Always new suckers coming along looking for a quick, no-work fix. Easily fooled by sharks.


----------



## zac

Im new to global markets and new to finance markets in general really.
I began with the ASX early in the year and as of a month or so ago have begun trading US markets.
Im loving it for all its potential and it has opened my eyes so much. 

Im going the next step now and looking at Forex and Eminis. My 1st Forex trade being the other day on USDJPY.

Can someone elaborate on Eminis or give me a link that explains them well.
I mean I know what they trade but how people trade them short/mid/long term profitably.

As for the people concerned about trading courses, ie the highly priced ones.
Im not anti seminars etc but make sure you do your due diligence. Does the company have an ASIC licence, do they make their trades transparent, do they have an independent audit trail/report/document, to name a few.

An important element ive found with trading is it helps to have a team of like minded people to bounce ideas off. Whether its forum members, facebook friends etc
What really reinforced that idea is I saw a speaker and just a few words changed my outlook, "No one ever became successful on their own" Dont get sucked in to thinking you need to pay for your team though, it might just be a mentor, colleague, partner etc


----------



## Timmy

zac said:


> Can someone elaborate on Eminis or give me a link that explains them well.

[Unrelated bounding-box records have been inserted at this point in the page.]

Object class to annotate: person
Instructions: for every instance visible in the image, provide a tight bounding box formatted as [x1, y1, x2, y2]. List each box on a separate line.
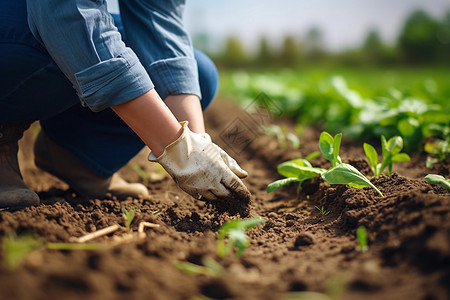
[0, 0, 250, 208]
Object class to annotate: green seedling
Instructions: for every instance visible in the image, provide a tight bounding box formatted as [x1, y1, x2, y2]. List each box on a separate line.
[267, 131, 383, 197]
[425, 174, 450, 189]
[314, 206, 330, 216]
[264, 125, 300, 149]
[267, 152, 325, 193]
[2, 233, 42, 269]
[174, 256, 225, 276]
[424, 124, 450, 169]
[319, 131, 342, 167]
[217, 218, 265, 257]
[321, 163, 384, 197]
[356, 226, 368, 252]
[122, 206, 135, 230]
[363, 136, 411, 177]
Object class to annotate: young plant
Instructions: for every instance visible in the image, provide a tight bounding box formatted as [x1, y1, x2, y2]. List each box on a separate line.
[217, 218, 265, 257]
[122, 206, 135, 230]
[264, 125, 300, 149]
[356, 226, 369, 252]
[356, 226, 369, 252]
[267, 131, 383, 197]
[314, 206, 330, 216]
[319, 131, 342, 167]
[363, 135, 410, 177]
[425, 174, 450, 189]
[267, 152, 325, 193]
[2, 233, 42, 269]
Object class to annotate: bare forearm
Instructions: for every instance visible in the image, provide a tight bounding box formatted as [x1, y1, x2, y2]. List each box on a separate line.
[164, 94, 205, 133]
[111, 89, 182, 156]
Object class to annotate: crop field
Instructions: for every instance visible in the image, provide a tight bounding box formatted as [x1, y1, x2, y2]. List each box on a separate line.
[0, 69, 450, 300]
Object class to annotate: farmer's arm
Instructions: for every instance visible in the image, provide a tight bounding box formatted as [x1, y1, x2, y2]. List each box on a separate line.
[120, 0, 205, 133]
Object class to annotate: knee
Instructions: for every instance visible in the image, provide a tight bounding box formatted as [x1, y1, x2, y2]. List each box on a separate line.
[194, 49, 219, 110]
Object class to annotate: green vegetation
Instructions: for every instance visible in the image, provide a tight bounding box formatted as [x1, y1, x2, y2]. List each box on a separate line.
[211, 10, 450, 68]
[356, 226, 369, 252]
[425, 174, 450, 189]
[2, 233, 43, 269]
[221, 69, 450, 160]
[174, 256, 225, 276]
[314, 206, 330, 216]
[217, 218, 265, 257]
[264, 125, 300, 149]
[45, 243, 109, 251]
[267, 132, 383, 197]
[364, 135, 411, 177]
[122, 206, 135, 230]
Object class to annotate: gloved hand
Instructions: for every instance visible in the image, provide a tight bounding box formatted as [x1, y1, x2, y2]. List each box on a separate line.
[148, 121, 250, 202]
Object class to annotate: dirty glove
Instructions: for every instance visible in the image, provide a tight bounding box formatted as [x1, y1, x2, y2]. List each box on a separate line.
[148, 122, 250, 202]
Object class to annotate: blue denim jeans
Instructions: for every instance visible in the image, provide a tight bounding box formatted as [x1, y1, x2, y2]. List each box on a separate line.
[0, 0, 218, 177]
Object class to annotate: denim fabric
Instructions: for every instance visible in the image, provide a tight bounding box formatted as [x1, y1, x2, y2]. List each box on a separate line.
[27, 0, 154, 111]
[0, 0, 218, 177]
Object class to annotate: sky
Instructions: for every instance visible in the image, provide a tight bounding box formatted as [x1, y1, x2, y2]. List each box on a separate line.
[108, 0, 450, 50]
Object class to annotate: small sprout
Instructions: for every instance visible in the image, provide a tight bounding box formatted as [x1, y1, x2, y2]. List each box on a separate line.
[356, 226, 368, 252]
[267, 131, 384, 197]
[267, 152, 325, 193]
[2, 233, 42, 269]
[314, 206, 330, 216]
[122, 206, 135, 230]
[319, 131, 342, 167]
[175, 256, 225, 276]
[217, 218, 265, 257]
[425, 174, 450, 189]
[264, 125, 300, 149]
[363, 136, 411, 177]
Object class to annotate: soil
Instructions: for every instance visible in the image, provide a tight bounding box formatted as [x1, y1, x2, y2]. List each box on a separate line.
[0, 101, 450, 300]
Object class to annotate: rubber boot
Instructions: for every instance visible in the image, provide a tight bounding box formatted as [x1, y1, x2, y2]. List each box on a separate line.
[34, 130, 149, 200]
[0, 123, 40, 209]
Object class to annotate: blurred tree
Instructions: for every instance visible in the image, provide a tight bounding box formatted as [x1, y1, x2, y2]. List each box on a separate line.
[280, 35, 301, 66]
[398, 10, 439, 63]
[256, 36, 274, 66]
[222, 36, 247, 67]
[362, 29, 384, 63]
[437, 9, 450, 63]
[304, 27, 325, 61]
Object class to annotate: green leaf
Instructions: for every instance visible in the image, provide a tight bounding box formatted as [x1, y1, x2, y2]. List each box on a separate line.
[322, 164, 384, 197]
[425, 174, 450, 189]
[363, 143, 378, 176]
[319, 131, 334, 162]
[239, 217, 266, 230]
[332, 133, 342, 166]
[381, 135, 389, 158]
[386, 136, 403, 155]
[392, 153, 411, 162]
[2, 233, 42, 269]
[267, 177, 300, 193]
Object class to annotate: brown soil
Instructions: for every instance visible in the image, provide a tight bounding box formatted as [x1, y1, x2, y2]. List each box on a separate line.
[0, 101, 450, 300]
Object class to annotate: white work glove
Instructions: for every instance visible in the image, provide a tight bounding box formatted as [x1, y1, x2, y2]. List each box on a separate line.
[148, 121, 250, 202]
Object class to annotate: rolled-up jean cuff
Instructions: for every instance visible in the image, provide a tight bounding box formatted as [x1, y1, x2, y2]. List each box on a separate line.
[147, 57, 202, 99]
[75, 48, 154, 112]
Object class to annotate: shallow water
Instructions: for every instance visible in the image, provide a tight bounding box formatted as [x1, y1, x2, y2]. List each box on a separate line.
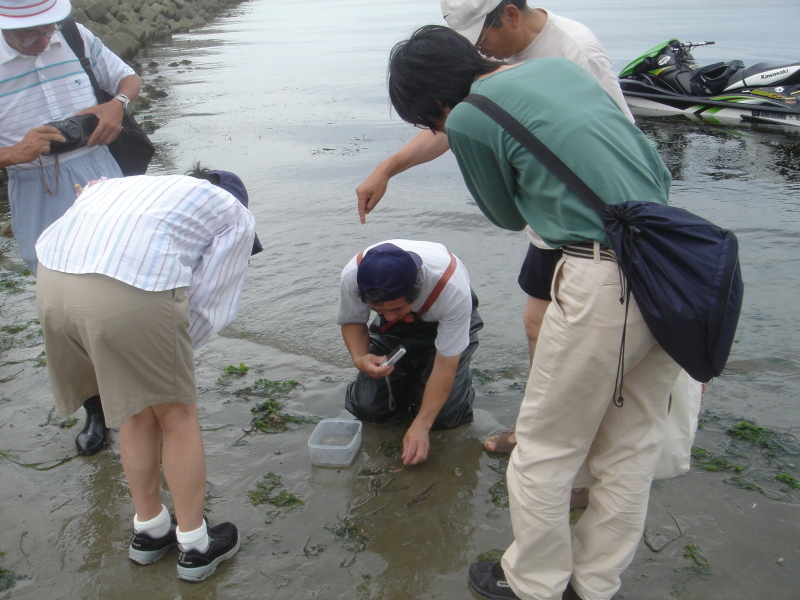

CME website is a good starting point: eg. contract specs ., educational material etc. Find a book that explains the futures market (plenty around), also a good starting point.



zac said:


> I mean I know what they trade but how people trade them short/mid/long term profitably.



This is probably more the meat of your question? From your stock trading/investing experiences you will be familiar with the challenges. Lots of different claims about how to successfully trade/invest with stocks - same with futures. Charts, economic fundamentals, seasonals, scalping, day trade, swing, options, combination of approaches ... etc. etc. 
I have my approach, and others will be different. 
The ASF posts of Trembling Hand are very good for futures trading. Plenty to learn.


----------



## zac

Hi Timmy.
Thanks for the info, I have a general idea on it and thanks for the info.
To get a better grasp on it, im doing a study course on futures/commodities early next year.


----------